Histoires Bibliques
1/ Les juges : Hommes politiques ou prophètes ?
Octobre 2016
Pour réfléchir à la question qui nous sert de titre, il faut resituer la période des
« Choftim » littéralement des « Juges » qui s’étale sur près de 400 ans et se
situe entre la Conquête de Canaan par Josué et l’instauration de la royauté avec
Shaoul, puis David.
À la mort de Moïse, c’est Josué, disciple de Moïse qui est choisi par D-ieu pour
faire entrer le peuple juif dans la terre de Canaan, dans la terre promise autrefois
à Abraham. La Guerre de Conquête dure 7 ans, mais la conquête n’est pas achevée ;
des ilots d’idolâtrie sont parsemés dans le pays et provoqueront, comme nous le verrons, un ensemble de conflits entre les Hébreux et leurs voisins.
À la mort de Josué, il n’y a plus de pouvoir centralisé et unifié d’un point de vue politique. Chaque tribu vit dans une sorte d’autonomie, sur son territoire et avec ses dirigeants, les Princes de chaque famille. Tout au long du livre des Juges, revient comme une sorte de refrain : « En ce temps-là , en Israël, il n’y avait pas de roi », donc pas de pouvoir central et de force unificatrice en dehors du pouvoir religieux du Grand Prêtre.
Ceci durera près de 400 ans jusqu’à l’investiture du Roi Saül par le Prophète Samuel, dernier « Juge ». Pour mieux comprendre ce qui se passe pendant cette longue période de trouble et de désordre apparents, il nous faut étudier le Chapitre II du livre des Juges.
Ce chapitre commence par un réquisitoire de D-ieu contre Israël qui motive la suite de l’histoire :
« Un envoyé du Seigneur s’en vint de Ghilgal à Bo’him et dit de sa part : « Je vous avais fait monter d’Egypte et entrer dans le pays que j’avais promis par serment, à vos pères, et j’avais dit : « Je ne romprai jamais mon alliance avec vous. Mais, à votre tour, ne transigez pas avec les habitants de ce pays, détruisez leur autels ! » et vous n’avez pas écouté ma voix.
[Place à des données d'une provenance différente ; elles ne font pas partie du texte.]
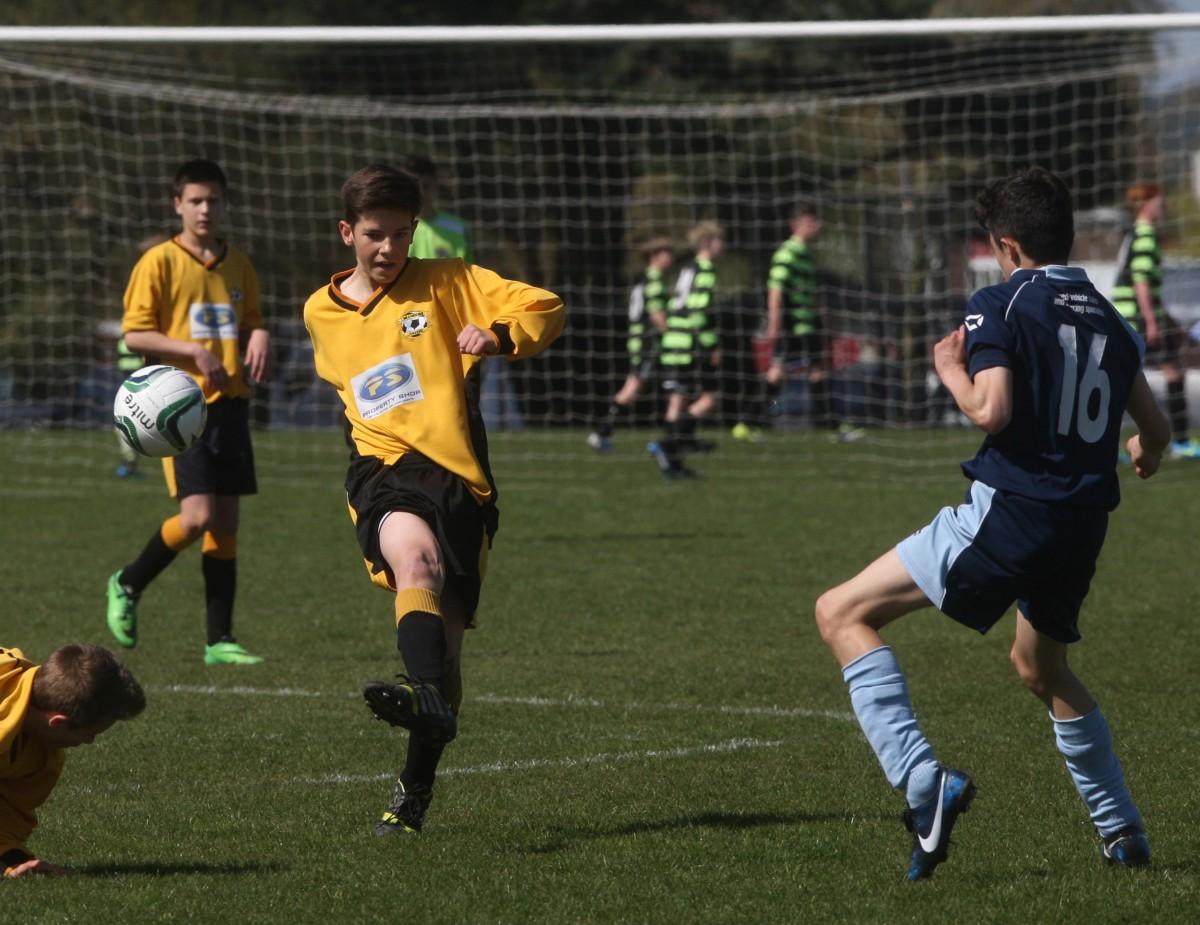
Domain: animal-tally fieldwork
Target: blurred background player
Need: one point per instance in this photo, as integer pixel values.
(70, 700)
(193, 302)
(690, 354)
(444, 234)
(793, 330)
(647, 322)
(401, 340)
(1138, 295)
(127, 362)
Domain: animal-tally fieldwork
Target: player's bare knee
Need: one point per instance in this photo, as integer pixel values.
(831, 616)
(1033, 674)
(419, 569)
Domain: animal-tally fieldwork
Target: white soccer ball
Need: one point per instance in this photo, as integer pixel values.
(160, 410)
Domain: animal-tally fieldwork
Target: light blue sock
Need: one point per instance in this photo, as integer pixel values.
(1087, 746)
(880, 696)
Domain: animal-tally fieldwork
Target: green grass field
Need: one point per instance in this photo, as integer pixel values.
(653, 731)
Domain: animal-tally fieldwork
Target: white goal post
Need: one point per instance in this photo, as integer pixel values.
(564, 148)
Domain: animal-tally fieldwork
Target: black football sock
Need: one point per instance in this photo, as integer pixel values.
(421, 641)
(822, 412)
(605, 425)
(220, 589)
(155, 556)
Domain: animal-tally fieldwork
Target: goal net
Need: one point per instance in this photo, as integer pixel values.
(563, 152)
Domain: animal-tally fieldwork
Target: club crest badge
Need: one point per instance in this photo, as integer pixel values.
(414, 324)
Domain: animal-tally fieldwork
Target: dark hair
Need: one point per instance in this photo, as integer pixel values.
(1033, 209)
(198, 170)
(1138, 194)
(379, 187)
(88, 684)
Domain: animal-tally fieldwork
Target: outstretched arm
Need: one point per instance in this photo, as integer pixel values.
(988, 398)
(1153, 430)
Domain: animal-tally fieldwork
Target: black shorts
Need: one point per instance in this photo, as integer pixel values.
(642, 366)
(691, 379)
(417, 485)
(801, 350)
(222, 461)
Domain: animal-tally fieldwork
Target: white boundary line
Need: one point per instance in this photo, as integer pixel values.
(497, 698)
(783, 712)
(617, 32)
(499, 767)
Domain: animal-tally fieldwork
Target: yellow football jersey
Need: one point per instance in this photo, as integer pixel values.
(395, 360)
(29, 768)
(171, 290)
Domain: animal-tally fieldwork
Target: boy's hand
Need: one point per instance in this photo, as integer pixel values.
(36, 865)
(951, 353)
(1144, 463)
(258, 355)
(210, 368)
(477, 342)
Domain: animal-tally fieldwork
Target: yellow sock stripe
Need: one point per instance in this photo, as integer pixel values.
(174, 535)
(417, 599)
(220, 546)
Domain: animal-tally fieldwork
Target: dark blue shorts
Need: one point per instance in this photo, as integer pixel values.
(973, 560)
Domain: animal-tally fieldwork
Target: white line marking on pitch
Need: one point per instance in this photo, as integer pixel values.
(682, 707)
(571, 701)
(239, 691)
(534, 763)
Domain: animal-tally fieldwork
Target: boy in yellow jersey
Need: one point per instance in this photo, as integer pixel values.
(193, 302)
(401, 338)
(77, 695)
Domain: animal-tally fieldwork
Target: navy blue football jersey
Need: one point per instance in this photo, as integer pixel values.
(1074, 361)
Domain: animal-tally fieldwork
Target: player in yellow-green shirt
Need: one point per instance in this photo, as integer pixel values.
(401, 340)
(193, 302)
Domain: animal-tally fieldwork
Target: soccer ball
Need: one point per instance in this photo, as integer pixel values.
(160, 410)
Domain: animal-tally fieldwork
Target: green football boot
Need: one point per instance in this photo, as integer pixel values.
(123, 612)
(227, 652)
Qu’avez-vous fait là ! Aussi, ai-je résolu de ne pas les chasser de devant vous et ils s’attacheront à vos flancs et leurs divinités seront pour vous un écueil ». » (Juges II, 1 à 3).
Si la prise de possession de la terre de Canaan n’a pas pu se faire à l’époque d’Abraham, c’est selon la formule de la Genèse : « La quatrième génération reviendra ici, parce qu’alors seulement, la perversité de l’Amoréen sera complète. » (Genèse XV, 16). En effet, la particularité de la terre d’Israël, c’est de réagir au niveau éthique du peuple qui l’habite. Elle devient une terre où coulent le lait et le miel, lorsque les habitants sont méritants, mais elle « vomit » ses habitants, lorsque ceux-ci se sont corrompus. Ainsi, la mission de Josué avec le peuple juif, lors de la conquête, consistait à éliminer l’idolâtrie et à la remplacer par le monothéisme. Or, en interrompant la conquête avant d’avoir terminé cette mission, le peuple juif remet en question sa propre libération et rompt, d’une certaine façon, le contrat qui le liait à D-ieu.
D’où la décision de D-ieu, lourde de conséquences, de ne pas déplacer les idolâtres et, d’une certaine façon, de les utiliser pour l’éducation du peuple d’Israël. En effet, l’arrêt de la conquête a été une erreur. Cet arrêt est dû à une certaine lassitude du peuple après sept années de bataille, même s’il apparaît clairement dans le livre de Josué qu’en réalité, c’est D-ieu, lui-même, qui opère cette conquête. Le peuple est pressé, après quarante années passées dans le désert, depuis la Sortie d’Egypte et les sept années de campagne militaire, de s’installer sur cette terre avec femmes et enfants pour profiter de la bénédiction divine. Mais, ce faisant, ils n’ont pas tenu compte des avertissements de D-ieu déjà inscrits dans le Sefer Tora, de se tenir éloignés de l’idolâtrie et des idolâtres. En laissant aux mains des cananéens, certaines villes sur le territoire même de la terre d’Israël ; ils ont sous-estimé le danger. En renforçant et en maintenant cette présence cananéenne, amoréenne et philistine, D-ieu va enseigner à Israël, la profondeur de sa Loi et son caractère absolu. Certes, l’expérience va être douloureuse pour Israël, mais elle doit avant tout, être instructrice pour l’époque et pour toutes les époques.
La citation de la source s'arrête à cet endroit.